É a segunda vez, em menos de 30 anos de eleições democráticas, que o Brasil passa por um processo semelhante – em 1992, Fernando Collor de Mello, o primeiro Presidente eleito por voto directo, foi julgado e afastado do cargo por corrupção e tráfico de influência. Apenas três presidentes distanciam Dilma Rousseff e Collor: Itamar Franco (que assumiu o cargo com a destituição de Collor), Fernando Henrique Cardoso e Lula da Silva (os dois últimos foram reeleitos para um segundo mandato).
A ameaça de Impeachment (como o Brasil se refere à destituição) pesa sobre Dilma há mais de meio ano, mas é agora uma realidade: a votação da comissão de Impeachment, cujo início está previsto às 17h de Brasília (21h em Portugal), marca o início de uma nova etapa que, tudo indica, será rápida – como é intenção dos opositores da Presidente, que controlam o processo na Câmara dos Deputados. Se tudo correr sem entraves e de acordo com os prazos previstos na Constituição, Dilma poderá ser afastada do cargo já em Maio pelo Senado, e ficar a aguardar julgamento.

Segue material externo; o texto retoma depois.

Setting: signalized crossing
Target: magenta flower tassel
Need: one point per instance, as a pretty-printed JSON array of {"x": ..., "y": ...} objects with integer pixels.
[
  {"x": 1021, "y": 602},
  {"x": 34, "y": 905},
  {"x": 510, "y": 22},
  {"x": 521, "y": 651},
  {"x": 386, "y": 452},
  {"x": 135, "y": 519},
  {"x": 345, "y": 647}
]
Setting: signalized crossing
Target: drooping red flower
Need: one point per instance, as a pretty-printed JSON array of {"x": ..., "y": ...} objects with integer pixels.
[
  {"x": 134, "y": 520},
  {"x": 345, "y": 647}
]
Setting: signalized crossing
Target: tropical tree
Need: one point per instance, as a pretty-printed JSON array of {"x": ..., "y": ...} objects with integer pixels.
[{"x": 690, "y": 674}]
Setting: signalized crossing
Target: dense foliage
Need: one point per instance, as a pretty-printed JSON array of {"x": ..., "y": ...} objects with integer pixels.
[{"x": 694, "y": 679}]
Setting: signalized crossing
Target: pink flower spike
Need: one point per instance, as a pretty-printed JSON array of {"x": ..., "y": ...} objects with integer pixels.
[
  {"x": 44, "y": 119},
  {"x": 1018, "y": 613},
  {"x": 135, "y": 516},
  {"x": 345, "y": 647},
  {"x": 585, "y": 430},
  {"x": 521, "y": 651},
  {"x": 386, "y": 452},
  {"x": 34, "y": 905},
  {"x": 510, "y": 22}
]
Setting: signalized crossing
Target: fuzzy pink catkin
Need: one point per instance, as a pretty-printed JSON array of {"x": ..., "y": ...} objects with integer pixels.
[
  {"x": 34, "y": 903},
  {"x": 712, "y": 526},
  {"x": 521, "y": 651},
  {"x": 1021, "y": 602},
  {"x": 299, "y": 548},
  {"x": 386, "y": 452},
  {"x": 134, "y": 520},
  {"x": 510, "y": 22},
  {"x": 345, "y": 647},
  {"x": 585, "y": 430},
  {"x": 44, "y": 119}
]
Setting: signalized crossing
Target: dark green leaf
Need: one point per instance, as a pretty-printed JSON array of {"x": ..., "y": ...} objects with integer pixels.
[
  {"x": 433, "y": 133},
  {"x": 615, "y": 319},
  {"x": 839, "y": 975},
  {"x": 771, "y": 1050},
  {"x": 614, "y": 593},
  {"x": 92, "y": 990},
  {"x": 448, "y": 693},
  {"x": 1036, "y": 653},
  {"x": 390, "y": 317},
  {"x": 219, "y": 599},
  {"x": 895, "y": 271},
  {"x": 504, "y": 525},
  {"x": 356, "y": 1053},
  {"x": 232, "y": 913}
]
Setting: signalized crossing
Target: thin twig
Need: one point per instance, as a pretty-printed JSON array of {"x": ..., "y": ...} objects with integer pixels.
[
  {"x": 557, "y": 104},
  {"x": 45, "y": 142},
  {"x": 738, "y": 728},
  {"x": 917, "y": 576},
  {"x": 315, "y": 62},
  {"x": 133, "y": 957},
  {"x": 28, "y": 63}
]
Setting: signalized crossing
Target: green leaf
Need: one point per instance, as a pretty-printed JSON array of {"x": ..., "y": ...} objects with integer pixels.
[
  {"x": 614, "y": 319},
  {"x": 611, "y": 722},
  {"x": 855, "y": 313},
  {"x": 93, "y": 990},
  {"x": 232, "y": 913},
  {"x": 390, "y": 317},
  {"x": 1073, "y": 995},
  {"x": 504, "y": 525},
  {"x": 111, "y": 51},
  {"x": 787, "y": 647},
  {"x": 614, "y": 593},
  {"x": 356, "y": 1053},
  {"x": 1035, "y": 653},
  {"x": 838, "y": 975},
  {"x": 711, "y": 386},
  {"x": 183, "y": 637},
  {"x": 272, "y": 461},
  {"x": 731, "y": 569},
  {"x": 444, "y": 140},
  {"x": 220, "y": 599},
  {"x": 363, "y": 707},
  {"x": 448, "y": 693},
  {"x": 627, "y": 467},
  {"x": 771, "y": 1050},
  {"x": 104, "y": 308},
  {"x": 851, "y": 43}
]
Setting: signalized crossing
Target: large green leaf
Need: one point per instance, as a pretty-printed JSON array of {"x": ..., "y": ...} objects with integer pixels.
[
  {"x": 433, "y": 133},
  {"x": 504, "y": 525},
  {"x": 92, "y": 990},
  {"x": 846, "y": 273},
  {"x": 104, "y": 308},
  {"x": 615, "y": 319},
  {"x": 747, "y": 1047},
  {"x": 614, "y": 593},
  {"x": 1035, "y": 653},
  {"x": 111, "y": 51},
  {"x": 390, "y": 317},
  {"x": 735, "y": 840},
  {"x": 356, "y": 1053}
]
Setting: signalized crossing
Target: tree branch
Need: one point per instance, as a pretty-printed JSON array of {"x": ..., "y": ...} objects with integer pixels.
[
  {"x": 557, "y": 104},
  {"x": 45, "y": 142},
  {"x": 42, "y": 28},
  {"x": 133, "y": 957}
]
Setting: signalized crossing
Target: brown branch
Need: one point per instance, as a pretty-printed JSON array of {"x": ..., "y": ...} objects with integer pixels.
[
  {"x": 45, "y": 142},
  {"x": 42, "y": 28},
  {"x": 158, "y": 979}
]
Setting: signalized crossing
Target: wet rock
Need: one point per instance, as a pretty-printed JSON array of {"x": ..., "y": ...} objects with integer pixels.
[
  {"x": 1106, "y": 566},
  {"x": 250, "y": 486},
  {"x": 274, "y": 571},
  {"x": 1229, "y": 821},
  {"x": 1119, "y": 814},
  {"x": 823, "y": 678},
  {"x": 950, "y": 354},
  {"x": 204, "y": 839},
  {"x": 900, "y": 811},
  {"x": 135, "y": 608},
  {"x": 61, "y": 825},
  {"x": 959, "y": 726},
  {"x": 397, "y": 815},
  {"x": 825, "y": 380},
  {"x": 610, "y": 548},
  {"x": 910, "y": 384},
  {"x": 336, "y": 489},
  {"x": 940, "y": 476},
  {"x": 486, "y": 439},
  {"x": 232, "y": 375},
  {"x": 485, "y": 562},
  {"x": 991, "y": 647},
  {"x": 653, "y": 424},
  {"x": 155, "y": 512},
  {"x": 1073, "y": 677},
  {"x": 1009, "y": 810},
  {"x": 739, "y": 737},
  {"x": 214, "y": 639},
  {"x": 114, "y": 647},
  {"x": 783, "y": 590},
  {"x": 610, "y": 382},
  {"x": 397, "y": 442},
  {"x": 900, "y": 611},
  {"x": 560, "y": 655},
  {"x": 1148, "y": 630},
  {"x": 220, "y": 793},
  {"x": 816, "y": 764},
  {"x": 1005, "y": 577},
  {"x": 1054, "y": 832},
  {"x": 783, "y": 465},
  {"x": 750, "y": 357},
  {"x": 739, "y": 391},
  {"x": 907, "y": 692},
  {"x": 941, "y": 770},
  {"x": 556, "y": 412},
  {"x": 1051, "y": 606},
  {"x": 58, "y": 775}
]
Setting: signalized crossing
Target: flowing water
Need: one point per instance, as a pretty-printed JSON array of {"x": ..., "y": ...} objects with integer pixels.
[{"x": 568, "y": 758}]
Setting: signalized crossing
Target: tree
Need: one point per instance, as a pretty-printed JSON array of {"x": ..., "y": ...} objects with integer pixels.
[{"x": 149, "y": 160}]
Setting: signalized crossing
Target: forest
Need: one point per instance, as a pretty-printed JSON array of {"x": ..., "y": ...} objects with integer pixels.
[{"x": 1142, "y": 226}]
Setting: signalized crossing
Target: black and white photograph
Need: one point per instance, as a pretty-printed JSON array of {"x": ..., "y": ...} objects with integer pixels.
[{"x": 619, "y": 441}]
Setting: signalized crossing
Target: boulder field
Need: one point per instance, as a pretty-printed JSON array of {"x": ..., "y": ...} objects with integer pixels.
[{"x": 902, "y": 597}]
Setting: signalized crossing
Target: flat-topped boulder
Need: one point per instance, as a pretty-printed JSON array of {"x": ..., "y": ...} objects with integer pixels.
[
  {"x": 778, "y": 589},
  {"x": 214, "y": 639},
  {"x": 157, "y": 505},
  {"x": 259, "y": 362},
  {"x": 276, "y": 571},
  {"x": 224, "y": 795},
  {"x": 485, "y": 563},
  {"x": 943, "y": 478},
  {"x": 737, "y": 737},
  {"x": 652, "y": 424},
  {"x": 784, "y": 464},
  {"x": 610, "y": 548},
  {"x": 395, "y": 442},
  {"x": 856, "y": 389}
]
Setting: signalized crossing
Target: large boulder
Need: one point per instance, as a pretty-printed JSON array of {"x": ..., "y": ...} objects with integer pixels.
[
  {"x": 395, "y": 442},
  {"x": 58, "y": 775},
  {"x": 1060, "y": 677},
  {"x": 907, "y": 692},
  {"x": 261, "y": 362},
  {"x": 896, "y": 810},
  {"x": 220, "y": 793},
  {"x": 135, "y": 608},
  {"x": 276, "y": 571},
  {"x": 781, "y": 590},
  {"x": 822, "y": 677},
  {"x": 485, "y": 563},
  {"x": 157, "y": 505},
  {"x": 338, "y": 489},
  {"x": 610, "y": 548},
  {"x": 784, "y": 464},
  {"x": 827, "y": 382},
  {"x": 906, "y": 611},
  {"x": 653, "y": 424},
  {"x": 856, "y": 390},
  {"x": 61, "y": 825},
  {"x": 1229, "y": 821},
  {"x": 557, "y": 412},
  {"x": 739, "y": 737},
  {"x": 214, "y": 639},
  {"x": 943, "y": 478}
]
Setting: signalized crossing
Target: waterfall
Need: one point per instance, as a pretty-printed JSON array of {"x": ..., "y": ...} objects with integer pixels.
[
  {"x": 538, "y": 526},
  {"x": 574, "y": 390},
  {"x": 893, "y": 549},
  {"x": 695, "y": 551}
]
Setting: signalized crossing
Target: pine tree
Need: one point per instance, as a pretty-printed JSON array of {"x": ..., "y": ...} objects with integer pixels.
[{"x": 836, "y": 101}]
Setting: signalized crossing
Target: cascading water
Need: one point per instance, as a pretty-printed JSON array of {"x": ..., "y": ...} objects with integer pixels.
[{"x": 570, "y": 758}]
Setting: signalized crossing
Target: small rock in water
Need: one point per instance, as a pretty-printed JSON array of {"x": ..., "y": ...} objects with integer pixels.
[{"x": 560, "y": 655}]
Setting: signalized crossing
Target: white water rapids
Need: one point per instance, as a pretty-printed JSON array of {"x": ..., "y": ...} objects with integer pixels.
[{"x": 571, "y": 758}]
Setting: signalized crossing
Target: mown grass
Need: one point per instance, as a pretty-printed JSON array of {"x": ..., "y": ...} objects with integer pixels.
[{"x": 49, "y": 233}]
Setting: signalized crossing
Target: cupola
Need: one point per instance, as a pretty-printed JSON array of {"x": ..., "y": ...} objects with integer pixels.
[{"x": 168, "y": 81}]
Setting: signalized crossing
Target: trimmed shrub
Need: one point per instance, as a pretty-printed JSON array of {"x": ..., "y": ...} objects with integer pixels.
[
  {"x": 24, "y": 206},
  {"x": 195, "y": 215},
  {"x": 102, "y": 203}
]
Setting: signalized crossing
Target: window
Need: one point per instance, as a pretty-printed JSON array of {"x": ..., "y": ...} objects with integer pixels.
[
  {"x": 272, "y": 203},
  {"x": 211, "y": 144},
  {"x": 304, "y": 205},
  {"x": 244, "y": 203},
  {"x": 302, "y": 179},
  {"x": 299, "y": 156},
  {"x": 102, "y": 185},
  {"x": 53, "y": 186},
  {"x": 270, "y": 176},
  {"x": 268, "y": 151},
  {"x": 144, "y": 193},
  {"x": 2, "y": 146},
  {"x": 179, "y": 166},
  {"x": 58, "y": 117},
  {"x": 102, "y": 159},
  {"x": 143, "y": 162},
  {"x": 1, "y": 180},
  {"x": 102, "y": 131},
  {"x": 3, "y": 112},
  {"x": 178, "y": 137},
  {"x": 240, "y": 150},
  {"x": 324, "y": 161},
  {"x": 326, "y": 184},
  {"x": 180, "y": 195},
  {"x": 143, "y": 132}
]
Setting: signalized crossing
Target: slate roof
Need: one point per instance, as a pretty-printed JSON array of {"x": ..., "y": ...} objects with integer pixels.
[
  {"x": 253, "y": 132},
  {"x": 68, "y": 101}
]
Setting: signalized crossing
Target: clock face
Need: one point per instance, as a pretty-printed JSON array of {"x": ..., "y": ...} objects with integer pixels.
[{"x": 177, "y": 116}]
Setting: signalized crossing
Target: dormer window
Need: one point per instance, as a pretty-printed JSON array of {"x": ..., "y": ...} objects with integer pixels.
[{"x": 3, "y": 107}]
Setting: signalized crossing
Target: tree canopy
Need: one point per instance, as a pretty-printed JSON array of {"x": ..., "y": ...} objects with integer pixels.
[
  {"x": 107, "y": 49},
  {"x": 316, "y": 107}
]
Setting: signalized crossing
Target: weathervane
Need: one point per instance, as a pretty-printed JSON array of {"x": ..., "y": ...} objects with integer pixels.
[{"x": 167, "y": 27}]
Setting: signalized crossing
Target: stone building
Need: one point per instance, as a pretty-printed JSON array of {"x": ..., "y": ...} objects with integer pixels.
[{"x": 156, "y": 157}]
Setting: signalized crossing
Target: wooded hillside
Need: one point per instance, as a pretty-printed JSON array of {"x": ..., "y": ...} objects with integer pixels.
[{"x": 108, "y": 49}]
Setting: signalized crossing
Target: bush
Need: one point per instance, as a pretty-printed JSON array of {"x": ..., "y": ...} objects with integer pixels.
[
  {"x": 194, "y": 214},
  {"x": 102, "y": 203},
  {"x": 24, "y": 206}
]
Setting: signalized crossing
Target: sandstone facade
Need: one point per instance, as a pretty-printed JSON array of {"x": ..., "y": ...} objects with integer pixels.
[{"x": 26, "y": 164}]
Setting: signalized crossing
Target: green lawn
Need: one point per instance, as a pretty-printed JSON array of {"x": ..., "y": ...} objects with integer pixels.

A votação desta segunda-feira não se destina a avaliar a conduta de Dilma, ou a determinar se cometeu alguma ilegalidade passível de destituição. Os deputados irão votar no relatório elaborado pelo deputado relator Jovair Arantes, do PTB (Partido Trabalhista Brasileiro, sobre o pedido de Impeachment assinado pelos juristas e advogados Hélio Bicudo, Miguel Reale Jr. e Janaína Paschoal. Aliado do presidente da Câmara dos Deputados, Eduardo Cunha, arqui-inimigo de Dilma, Jovair Arantes concluiu que “a magnitude e o alcance das violações praticadas pela Presidente da República” constituem um “grave desvio dos seus deveres funcionais, com prejuízos para os interesses da Nação”, justificando “a abertura do excepcional mecanismo do Impeachment”.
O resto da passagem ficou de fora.